Diese Erlebnisse haben Ursula Mani motiviert, Palliativpatienten zu betreuen. Im Gegensatz zur Rettungsmedizin habe man im palliativen Setting einen grossen zeitlichen Vorlauf: Man kann sich gut frühzeitig auf verschiedene Situationen einstellen. Den Massnahmenplan, der Krisensituationen und ihre jeweiligen medikamentösen Lösungen auflistet, erarbeiten Onko Plus und Hausärztin zusammen.

Nach dem Tod ihres Vaters betreute Ursula Mani einen Mann mit Bauchspeicheldrüsenkrebs, der bis zuletzt in seiner vertrauten Umgebung leben wollte. Ihn besuchte sie zum Schluss fast täglich zu Hause, im Wechsel mit Onko Plus. Diese Phase zog sich über vier bis fünf Wochen hin. Eine intensive Zeit auch für die Hausärztin.

«Ein Patient, den ich bis zum Tod begleiten soll, muss mich auch an sich heranlassen.»
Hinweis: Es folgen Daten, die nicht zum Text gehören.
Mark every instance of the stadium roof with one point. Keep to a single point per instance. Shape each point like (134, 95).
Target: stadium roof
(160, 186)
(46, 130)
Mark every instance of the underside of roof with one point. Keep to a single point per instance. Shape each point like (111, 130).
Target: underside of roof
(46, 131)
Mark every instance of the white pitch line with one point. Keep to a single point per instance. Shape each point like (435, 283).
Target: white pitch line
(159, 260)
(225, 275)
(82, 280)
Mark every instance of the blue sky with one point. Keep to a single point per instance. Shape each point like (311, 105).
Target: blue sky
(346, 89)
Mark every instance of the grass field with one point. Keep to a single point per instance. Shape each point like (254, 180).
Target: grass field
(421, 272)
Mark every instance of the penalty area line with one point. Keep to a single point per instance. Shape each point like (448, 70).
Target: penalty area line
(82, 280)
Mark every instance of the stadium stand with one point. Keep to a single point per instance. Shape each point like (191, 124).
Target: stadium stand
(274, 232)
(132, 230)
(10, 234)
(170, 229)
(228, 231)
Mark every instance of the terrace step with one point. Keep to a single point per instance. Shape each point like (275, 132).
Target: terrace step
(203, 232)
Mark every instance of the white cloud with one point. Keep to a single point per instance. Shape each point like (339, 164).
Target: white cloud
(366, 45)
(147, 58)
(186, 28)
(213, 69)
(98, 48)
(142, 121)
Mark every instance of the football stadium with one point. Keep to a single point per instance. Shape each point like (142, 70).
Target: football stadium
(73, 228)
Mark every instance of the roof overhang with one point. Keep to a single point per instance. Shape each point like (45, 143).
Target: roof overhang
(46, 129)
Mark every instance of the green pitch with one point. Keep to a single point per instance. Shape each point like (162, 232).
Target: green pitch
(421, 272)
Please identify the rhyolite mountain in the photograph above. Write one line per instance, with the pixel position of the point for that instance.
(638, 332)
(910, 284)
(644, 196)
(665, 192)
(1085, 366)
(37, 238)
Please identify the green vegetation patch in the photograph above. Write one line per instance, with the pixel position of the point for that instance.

Momentan betreut sie wieder einen Palliativpatienten, besucht ihn einmal in der Woche und unterhält sich mit ihm über seine Einstellung zum Leben und zum Sterben, weil sie ihn noch nicht so gut kennt. «Das hilft mir, wenn es dann irgendwann hart auf hart kommt.» Es sei ein Weg, den man zusammen mit dem Patienten gehe. Nötig sei auch eine gewisse Offenheit von seiner Seite. «Er muss mich an sich heranlassen.» Ihrerseits ist sie bereit, eine Portion Idealismus hineinzugeben. Will heissen: «Ich rechne nicht immer alles ab.» Diese Arbeit ist zeitintensiv, und es wäre unmöglich, eine solche Betreuung allen Patientinnen und Patienten zukommen zu lassen.

Würde. Schönheit. Wille. Mut. Ursula Mani braucht grosse Worte, wenn sie über Palliativmedizin spricht. Gefühlsduselig kommt sie einem dennoch nicht vor, sondern einfach begeistert.